The confession ruins me, for he’s named something I’ve tried to keep unnamed for fifteen years. He’s gone and said it aloud, branding the words across every inch of me. Tragedy . For just one breath, I’m ancient— mythic even —and there’s no pity in Eric’s voice, just fascination.

Quietly, sensing my complete and utter surrender, he steps back and offers his hand, reminding me that the real duchess awaits.

Stupidly, I stare at it. Ancestral judgement prickles my scalp as I consider taking this Atherbourne’s hand.

They aren’t exactly angry, merely… alert.

Their chill shadows me, wanting to see what I’ll do with a man like this.

A man akin to those they’ve no doubt buried before.

They whisper that it shouldn’t feel like anything, but when our palms meet—separated only by thin lace—and his fingers curl over mine, they melt to mist beneath his warmth.

The ease with which they give up frightens me.

We walk. Each step is heavy with promise, echoed in the way his thumb maps a vow against my pulse.

I wonder if he reads the single question it beats: Is this rescue or retribution?

Because if Godwyn left my lungs working after the lake, after Gabriel, surely he did it to watch me drown in what comes next.

In Eric.

Across the threshold, the air tastes sweeter, and Gran sits in front of an array of cakes, her gaze drawn away from them.

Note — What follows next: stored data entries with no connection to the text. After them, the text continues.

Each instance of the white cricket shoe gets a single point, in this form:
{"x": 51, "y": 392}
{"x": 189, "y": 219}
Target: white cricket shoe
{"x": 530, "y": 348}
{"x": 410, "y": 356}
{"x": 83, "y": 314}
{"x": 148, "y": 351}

She’s already watching us, enemy and heir, fingers interlaced beneath ancestral eyes, imparting warmth to centuries-old grief.

She doesn’t see the ruin cradled in the middle, the potential devastation of trusting a name in the house our ancestors built to keep out.

But perhaps this is what fate demands: for me to spend the coin that not even Redford’s ferryman can touch.